3

I am presently working with ASN 1 Decoder.I will be getting a Hex decimal code from producer and i will be collecting it in consumer. Then after i will be converting the hex code to RDD and then pass the hex value RDD to another function with in same class Decode_Module and will be using python asn1 decoder to decode the hex data and return it back and print it. I don't understand whats wrong with my code.I have already installed my asn1 parser dependencies in worker nodes too. Any wrong with the way i call in lambda expression or something else.

My ERROR: Exception: It appears that you are attempting to reference SparkContext from a broadcast variable, action, or transformation. SparkContext can only be used on the driver, not in code that it run on workers.
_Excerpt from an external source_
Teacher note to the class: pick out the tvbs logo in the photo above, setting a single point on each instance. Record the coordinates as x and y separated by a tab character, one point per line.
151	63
For more information, see SPARK-5063

PLEASE HELP ME THANK YOU

My CODE:

class telco_cn:

 def __init__(self,sc):
    self.sc = sc
    print ('in init function')
    logging.info('eneterd into init function')

 def decode_module(self,msg):
        try:
            logging.info('Entered into generate module')
            ### Providing input for module we need to load
            load_module(config_values['load_module'])
            ### Providing Value for Type of Decoding
            ASN1.ASN1Obj.CODEC = config_values['PER_DECODER']
            ### Providing Input for Align/UnAlign
            PER.VARIANT = config_values['PER_ALIGNED']
            ### Providing Input for pdu load
            pdu = GLOBAL.TYPE[config_values['pdu_load']]
            ### Providing Hex value to buf
            buf = '{}'.format(msg).decode('hex')
            return val
        except Exception as e:
            logging.debug('error in decode_module function %s' %str(e))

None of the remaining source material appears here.